Direct Access Array (DAA) Sorting#

  • make DAA, suppose all keys are unique non-negative integers in range {0, ,1, 2, ..., u-1}, so \(n<u\)

  • store item x in index, x.key, using set data structure -> \(n*O(1)\)

  • walk down DAA and return item seem in order -> \(O(u)\)

def direct_access_sort(A):
    "Sort A assuming items have distinct non-negative keys"
    u = 1 + max([x.key for x in A])              # O(n) find maximum key
    D = [None] * u                               # O(u) direct access array
    for x in A:                                 # O(n) insert items
        D[x.key] = x 
    i = 0 
    for key in range(u):                        # O(u) read out items in order
        if D[key] is not None:
            A[i] = D[key]
            i += 1
# What is the type of A in Python? a list of dictionary?
  • what if keys are in larger range, like \(u<n^2\)?

  • represent each key \(k\) by tuple \((a, b)\) where \( k = a*n + b\) and \(0 \le b < n\).

  • one way is to use divmod operators as in python:

  • Examples: [17, 3, 24, 22, 12] -> [(3,2), (0,3), (4,4), (4,2), (2,2)] -> [32, 03, 44, 42, 22] when \(n=5\)

  • How can we sort tuples?

Tuple Sort#

  • Item keys are tuples of equal length, i.e., item x.key = (x.k1, xk2, ...)

  • The first key k1 is most significant.

  • How to sort? -> sort separately each key

  • But in what order?

    • most significant to least significant, first \(k_1\) then \(k_2\): \([\bm{3}2, \bm{0}3, \bm{4}4, \bm{4}2, \bm{2}2]\) -> \([\bm{0}3, \bm{2}2, \bm{3}2, \bm{4}4, \bm{4}2]\) -> \([\bm{2}2, \bm{3}2, \bm{4}2, \bm{0}3, \bm{4}4]\) -> Too bad. The second sort totally ruined previous sort.

    • least significant to most significant, first \(k_2\) then \(k_1\): \([3\bm{2}, 0\bm{3}, 4\bm{4}, 4\bm{2}, 2\bm{2}]\) -> \([3\bm{2}, 4\bm{2}, 2\bm{2}, 0\bm{3}, 4\bm{4}]\) -> \([0\bm{3}, 2\bm{2}, 3\bm{2}, 4\bm{2}, 4\bm{4}]\) -> Good.

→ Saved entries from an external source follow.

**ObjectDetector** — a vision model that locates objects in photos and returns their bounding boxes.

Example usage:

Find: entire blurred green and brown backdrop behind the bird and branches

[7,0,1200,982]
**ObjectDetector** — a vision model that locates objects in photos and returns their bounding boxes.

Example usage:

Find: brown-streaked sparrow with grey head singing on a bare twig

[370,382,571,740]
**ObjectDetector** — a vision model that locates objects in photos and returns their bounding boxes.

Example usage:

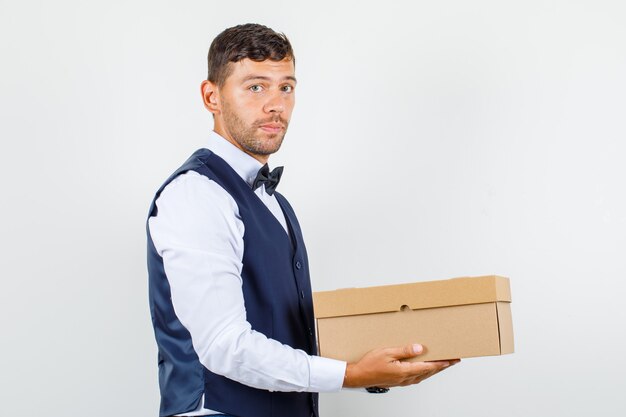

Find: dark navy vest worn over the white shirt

[148,149,318,417]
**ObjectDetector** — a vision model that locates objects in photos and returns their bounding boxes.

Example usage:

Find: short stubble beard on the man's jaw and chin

[222,102,289,155]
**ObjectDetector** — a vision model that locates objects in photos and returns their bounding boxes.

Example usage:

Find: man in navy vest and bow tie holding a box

[148,24,456,417]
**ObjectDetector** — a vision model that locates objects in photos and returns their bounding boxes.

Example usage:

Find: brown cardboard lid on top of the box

But still may have problem with duplicated keys. The last two elements could be \(44, 42\) because sort alogirhm may mess up with the order when the keys are duplicated.

  • Idea: use tuple sort with auxiliary DAA sort to sort tuple (a, b).

  • Problem! Many integers could have the same a or b value, even if input keys distinct

  • Need sort allowing repeated keys which preserves input order

  • Want sort to be stable: repeated keys appear in output in same order as input

  • Direct access array sort cannot even sort arrays having repeated keys!

  • Can we modify direct access array sort to admit multiple keys in a way that is stable?

Counting Sort#

  • Instead of storing a single item at each array index, store a chain, just like hashing.

  • For stability, chain data structure should rememebr the order in which items were added

  • Use a sequence data structure which maintains insertion order

  • To insert item \(x\), insert_last to end of the chain at index x.key

  • Then to sort, read through all chains in sequence order, return items one by one

Counting Sort

def counting_sort(A):
    "Sort A assuming items have non-negative keys"
    u = 1 + max([x.key for x in A])             # O(n) find maximum key: the key could be their own value or tuples 
    D = [[] for i in range(u)]                  # O(u) direct access array of chains
    for x in A:                                 # O(n) insert into chain at x.key: use sequence (e.g., list) to maintain insertion order
        D[x.key].append(x)                      
    i = 0
    for chain in D:                             # O(u) read out items in order
        for x in chain:
            A[i] = x
            i += 1

Radix Sort#

  • Idea! If \(u < n^2\), use tuple sort with auxiliary counting sort to sort tuples (a, b)

  • Sort least significant key b, then most significant key a

  • Stability ensures previous sorts stay sorted

  • Running time for this algorithm is \(O(2n) = O(n)\).

  • If every key \(< n^c\) for some positive \(c = logn(u)\), every key has at most c digits base n

  • A c-digit number can be written as a c-element tuple in \(O(c)\) time

  • We sort each of the c base-n digits in \(O(n)\) time

  • So tuple sort with auxiliary counting sort runs in \(O(cn)\) time in total

  • If c is constant, so each key is \(≤ n^c\), this sort is linear \(O(n)\)!